Wer Visionen hat, der sollte zum Arzt gehen. Dieser Satz wird von Helmut Schmidt überliefert. Das ist die eine Sichtweise zu Visionen. Die andere kann sein, dass Visionen eine Idee von einem Morgen sind, das ich heute mitzugestalten gedenke. Wenn wir also in einer Welt mit unendlich vielen Problemen leben und dazu auch jede Menge Geld verorten, das nach Engagement und sinnhaftigem Einsatz dürstet, dann ist eine Idee von einem Morgen nicht die allerschlechteste Idee. Insbesondere nicht für Stiftungen, die ja dem Gemeinwohl und damit auch dem Morgen verpflichtet sind. Wenn Gesellschaftssysteme Gründer und Disruptoren braucht, dann braucht es auch Visionen, in welche Richtung sich dieses System übergeordnet entwickeln soll, und hierbei kommt Stiftungen als relativ autarker Denk-, Probier- und Handlungsraum eine große Bedeutung zu. So jedenfalls leiten wir es aus dem Eingangsimpuls von Goran Buldiosky von der Open Society Foundation ab.
Lehre Nummer 1: In ihre Vision müssen Stiftungen investieren
Oben haben Sie bestimmt gedacht, es handelt sich um einen Schreibfehler, aber Sie haben richtig gelesen. Vision Investing, das Investieren in die übergeordnete Vision einer Stiftung, das muss künftig zum Handwerkszeug einer Stiftung gehören. Denn je klarer die Idee davon ist, wie eine Stiftung zu Zukunft und auch ihre eigene Rolle in dieser Zukunft sieht, desto deutlicher wird ihr im Hier und Jetzt das dafür notwendige Handeln skizzierbar sein. Stiftungshandeln muss womöglich spitzer werden, fokussierter, deutlicher auf einen ganz bestimmten Beitrag abgestimmt. Damit dies gelingt, braucht es Visionäre in einer Stiftung, und zwar auf allen Ebenen. In den Diskussionen kam auf der Jahrestagung schön heraus, dass sich Stiftungen auf die Suche nach den Visionären in ihrer Stiftung machen müssten. Gremien mit der Aura von „The aging men“ bräuchte niemand mehr, denn hier leitet niemand mehr eine Vision für die Zukunft ab. Ein spannender Gedanke, bei dem sich aber viele Stiftungen ertappt fühlen dürften.
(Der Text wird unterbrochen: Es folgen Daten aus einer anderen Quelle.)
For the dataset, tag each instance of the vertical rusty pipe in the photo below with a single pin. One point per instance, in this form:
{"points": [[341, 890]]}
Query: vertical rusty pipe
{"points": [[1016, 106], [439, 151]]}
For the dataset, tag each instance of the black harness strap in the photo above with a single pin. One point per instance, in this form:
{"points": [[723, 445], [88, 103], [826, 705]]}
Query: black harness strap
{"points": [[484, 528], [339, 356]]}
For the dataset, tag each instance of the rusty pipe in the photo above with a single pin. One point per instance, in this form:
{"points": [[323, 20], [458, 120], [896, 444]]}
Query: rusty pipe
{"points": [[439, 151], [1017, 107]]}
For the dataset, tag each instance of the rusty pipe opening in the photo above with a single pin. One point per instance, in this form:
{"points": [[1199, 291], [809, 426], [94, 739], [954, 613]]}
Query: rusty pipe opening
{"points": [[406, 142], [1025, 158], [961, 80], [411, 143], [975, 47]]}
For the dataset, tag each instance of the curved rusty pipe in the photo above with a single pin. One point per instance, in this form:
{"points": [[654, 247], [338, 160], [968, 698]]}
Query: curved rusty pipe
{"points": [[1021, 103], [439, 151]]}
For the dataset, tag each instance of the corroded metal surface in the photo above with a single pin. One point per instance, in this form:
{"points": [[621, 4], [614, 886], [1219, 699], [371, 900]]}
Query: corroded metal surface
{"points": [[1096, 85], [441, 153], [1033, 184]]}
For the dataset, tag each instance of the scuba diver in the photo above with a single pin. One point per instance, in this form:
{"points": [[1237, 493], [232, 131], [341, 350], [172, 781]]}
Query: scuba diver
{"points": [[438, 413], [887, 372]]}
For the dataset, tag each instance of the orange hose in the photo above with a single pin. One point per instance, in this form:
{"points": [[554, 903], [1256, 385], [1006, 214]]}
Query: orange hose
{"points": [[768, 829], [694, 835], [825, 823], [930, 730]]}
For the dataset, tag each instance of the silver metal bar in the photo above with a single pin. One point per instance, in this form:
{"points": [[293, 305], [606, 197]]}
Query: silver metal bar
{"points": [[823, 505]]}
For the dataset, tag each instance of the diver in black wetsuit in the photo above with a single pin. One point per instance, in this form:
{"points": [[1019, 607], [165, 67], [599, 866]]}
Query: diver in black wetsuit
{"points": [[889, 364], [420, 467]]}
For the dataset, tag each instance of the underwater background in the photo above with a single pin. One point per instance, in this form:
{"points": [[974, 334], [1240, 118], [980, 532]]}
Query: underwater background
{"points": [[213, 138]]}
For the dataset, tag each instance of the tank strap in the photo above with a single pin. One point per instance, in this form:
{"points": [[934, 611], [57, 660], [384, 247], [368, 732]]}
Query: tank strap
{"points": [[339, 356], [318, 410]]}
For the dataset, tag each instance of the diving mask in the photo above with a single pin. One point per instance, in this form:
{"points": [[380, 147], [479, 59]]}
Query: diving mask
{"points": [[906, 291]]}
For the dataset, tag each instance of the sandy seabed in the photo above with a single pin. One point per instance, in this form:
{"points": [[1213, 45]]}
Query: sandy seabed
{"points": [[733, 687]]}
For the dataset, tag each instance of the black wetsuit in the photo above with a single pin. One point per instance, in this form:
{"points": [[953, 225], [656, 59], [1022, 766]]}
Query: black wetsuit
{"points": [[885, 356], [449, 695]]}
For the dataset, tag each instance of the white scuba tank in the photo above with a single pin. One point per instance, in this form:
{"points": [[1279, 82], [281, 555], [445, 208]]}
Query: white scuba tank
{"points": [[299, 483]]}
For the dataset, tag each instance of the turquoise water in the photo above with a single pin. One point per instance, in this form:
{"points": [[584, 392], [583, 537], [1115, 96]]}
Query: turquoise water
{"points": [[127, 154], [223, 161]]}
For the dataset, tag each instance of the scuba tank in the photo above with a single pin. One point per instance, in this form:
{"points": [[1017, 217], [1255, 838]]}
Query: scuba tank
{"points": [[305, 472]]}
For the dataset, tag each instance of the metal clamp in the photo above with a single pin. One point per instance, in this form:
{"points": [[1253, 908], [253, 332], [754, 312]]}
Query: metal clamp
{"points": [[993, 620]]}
Lehre Nummer 2: Kooperationen von Stiftungen scheitern oftmals an der Augenhöhe
Nicht unspannend waren auch die Denkanstöße hinsichtlich von Kooperationen im Stiftungssektor. Zugegeben, es war nicht unendlich viel Neues aus dieser Diskussion herauszuholen, aber ein zwei tolle Sätze fielen, die dann doch wieder ein neues Schlaglicht auf Kooperationen von Stiftungen warfen. So seien „Organisationen die Summe der Menschen, die sie tragen, und jeder Mensch ist die Summe seiner Erfahrungen. Das sitzt mit im Raum, es gilt, sich persönlich kennenzulernen.“ Sofern es also einen Schlüssel zum Erfolg von Kooperationen gibt, kann das durchaus einer sein, die Formulierung hat auf jeden Fall etwas Bleibendes an sich. Die Frage der Augenhöhe ist dabei ein, die auch immer irgendwie im Raum steht. Aber kann es sein, dass Stiftungen hier zu viel erwarten? Keine Organisation ist wie die andere, jede ist unterschiedlich groß. Wichtig sei, sich im Dialog Wissen des anderen anzueignen, Entscheidungsstrukturen zu verstehen. Wissen ist Macht, aber es ist im Falle einer Kooperation unter Stiftungen auch Schlüssel zum Gelingen.
Lehre Nummer 3: Stiftungen können Risiken eingehen!
Einen dritten Anstoß nehmen wir mit, weil er uns schon oft begegnet ist. Die Frage nämlich, ob Stiftungen Risiken eingehen können, sollten oder gar manchmal auch müssen. Es fiel im Rahmen der 6. Jahrestagung vom Verband für gemeinnütziges Stiften in Österreich der Satz, dass Stiftungen durchaus Risiken eingehen könnten und sollten, weil im Falle eines Scheiterns der Schden gesamtgesellschaftlich gesehen im Vergleich aller Akteure am geringsten wäre. Natürlich würde die Reputation einer Stiftung im Fall der Fälle leiden, aber das sei reparierbar. Viel relevanter aus gesamtgesellschaftlicher Perspektive heraus sei die Möglichkeit, aus diesem Scheitern auch lernen zu können. Scheitern gehöre zum systemtischen Re-Start dazu, und genau für dieses mögliche Scheitern könnten Stiftungen den entsprechenden Raum bieten – vielleicht auch, um sich das von der Gesellschaft eingeräumte Steuerprivileg auch dadurch „zu verdienen“. Diese Diskussion, so nehmen wir es aus Wien mit, ist aber eine europäische, und hier kommt rasch auch die Relevanz-Frage auf den Tisch.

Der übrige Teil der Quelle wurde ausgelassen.